The computer-readable medium may be an electronic, magnetic, optical, electromagnetic, infrared, or semiconductor system (or apparatus or device) or a propagation medium. Examples of a computer-readable medium include a semiconductor or solid-state memory, magnetic tape, a removable computer diskette, a random access memory (RAM), a read-only memory (ROM), a rigid magnetic disk and an optical disk. Current examples of optical disks include compact disk read only memory (CD-ROM), compact disk read/write (CD- R/W) and digital video disk (DVD).

Referring to FIG. 7, an embodiment of the application software 1122 may be implemented as computer software in the form of computer readable code executed on a data processing system such as hardware environment 1110 that comprises a processor 1101 coupled to one or more memory elements by way of a system bus 1100. The memory elements, for example, may comprise local memory 1102, storage media 1106, and cache memory 1104. Processor 1101 loads executable code from storage media 1106 to local memory 1102. Cache memory 1104 provides temporary storage to reduce the number of times code is loaded from storage media 1106 for execution.

A user interface device 1105 (e.g., keyboard, pointing device, etc.) and a display screen 1107 can be coupled to the computing system either directly or through an intervening I/O controller 1103, for example. A communication interface unit 1108, such as a network adapter, may be also coupled to the computing system to enable the data processing system to communicate with other data processing systems or remote printers or storage devices through intervening private or public networks. Wired or wireless modems and Ethernet cards are a few of the exemplary types of network adapters.

In one or more embodiments, hardware environment 1110 may not include all the above components, or may comprise other components for additional functionality or utility. For example, hardware environment 1110 can be a laptop computer or other portable computing device embodied in an embedded system such as a set-top box, a personal data assistant (PDA), a mobile communication unit (e.g., a wireless phone), or other similar hardware platforms that have information processing and/or data storage and communication capabilities.

In some embodiments of the system, communication interface 1108 communicates with other systems by sending and receiving electrical, electromagnetic or optical signals that carry digital data streams representing various types of information including program code. The communication may be established by way of a remote network (e.g., the Internet), or alternatively by way of transmission over a carrier wave.

Referring to FIG. 8, application software 1122 may comprise one or more computer programs that are executed on top of system software 1121 after being loaded from storage media 1106 into local memory 1102. In a client-server architecture, application software 1122 may comprise client software and server software. For example, in one embodiment, client software is executed on a general computing system and server software is executed on a server system.

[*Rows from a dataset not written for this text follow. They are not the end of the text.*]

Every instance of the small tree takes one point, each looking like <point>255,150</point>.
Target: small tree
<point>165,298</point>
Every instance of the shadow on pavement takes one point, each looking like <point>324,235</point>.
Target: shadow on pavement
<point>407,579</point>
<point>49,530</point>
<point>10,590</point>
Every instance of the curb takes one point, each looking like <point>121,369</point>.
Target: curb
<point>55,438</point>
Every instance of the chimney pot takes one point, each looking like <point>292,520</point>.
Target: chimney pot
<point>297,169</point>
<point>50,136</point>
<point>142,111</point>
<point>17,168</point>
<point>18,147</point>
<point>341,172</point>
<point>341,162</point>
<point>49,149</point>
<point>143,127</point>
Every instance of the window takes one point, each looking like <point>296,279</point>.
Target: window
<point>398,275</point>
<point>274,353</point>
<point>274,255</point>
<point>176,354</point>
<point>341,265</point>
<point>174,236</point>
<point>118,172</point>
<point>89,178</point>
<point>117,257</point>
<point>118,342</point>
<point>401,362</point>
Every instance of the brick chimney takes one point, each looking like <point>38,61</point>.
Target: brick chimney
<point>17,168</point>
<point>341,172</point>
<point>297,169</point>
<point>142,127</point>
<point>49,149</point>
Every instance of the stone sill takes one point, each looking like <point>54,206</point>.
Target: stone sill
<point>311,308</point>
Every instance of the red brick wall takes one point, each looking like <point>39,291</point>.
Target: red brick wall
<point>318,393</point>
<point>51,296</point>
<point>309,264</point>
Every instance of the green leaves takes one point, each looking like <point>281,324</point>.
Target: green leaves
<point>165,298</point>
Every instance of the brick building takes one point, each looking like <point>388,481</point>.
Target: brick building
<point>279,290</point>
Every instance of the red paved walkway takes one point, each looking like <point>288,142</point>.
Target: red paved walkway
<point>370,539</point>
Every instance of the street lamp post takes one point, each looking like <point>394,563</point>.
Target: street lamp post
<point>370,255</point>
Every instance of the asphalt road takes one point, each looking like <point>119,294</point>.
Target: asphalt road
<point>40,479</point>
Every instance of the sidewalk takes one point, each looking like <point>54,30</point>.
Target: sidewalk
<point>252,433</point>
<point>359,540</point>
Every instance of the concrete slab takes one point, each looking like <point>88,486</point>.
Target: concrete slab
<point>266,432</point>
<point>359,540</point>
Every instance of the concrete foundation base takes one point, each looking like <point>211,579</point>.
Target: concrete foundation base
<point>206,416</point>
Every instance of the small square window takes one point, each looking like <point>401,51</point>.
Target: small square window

Software environment 1120 may also comprise browser software 1126 for accessing data available over local or remote computing networks. Further, software environment 1120 may comprise a user interface 1124 (for example, a Graphical User Interface (GUI)) for receiving user commands and data. Please note that the hardware and software architectures and environments described above are for purposes of example, and one or more embodiments of the invention may be implemented over any type of system architecture or processing environment.

It should also be understood that the logic code, programs, modules, processes, methods and the order in which the respective steps of each method are performed are purely exemplary. Depending on implementation, the steps can be performed in any order or in parallel, unless indicated otherwise in the present disclosure. Further, the logic code is not related, or limited to any particular programming language, and may comprise of one or more modules that execute on one or more processors in a distributed, non-distributed or multiprocessing environment.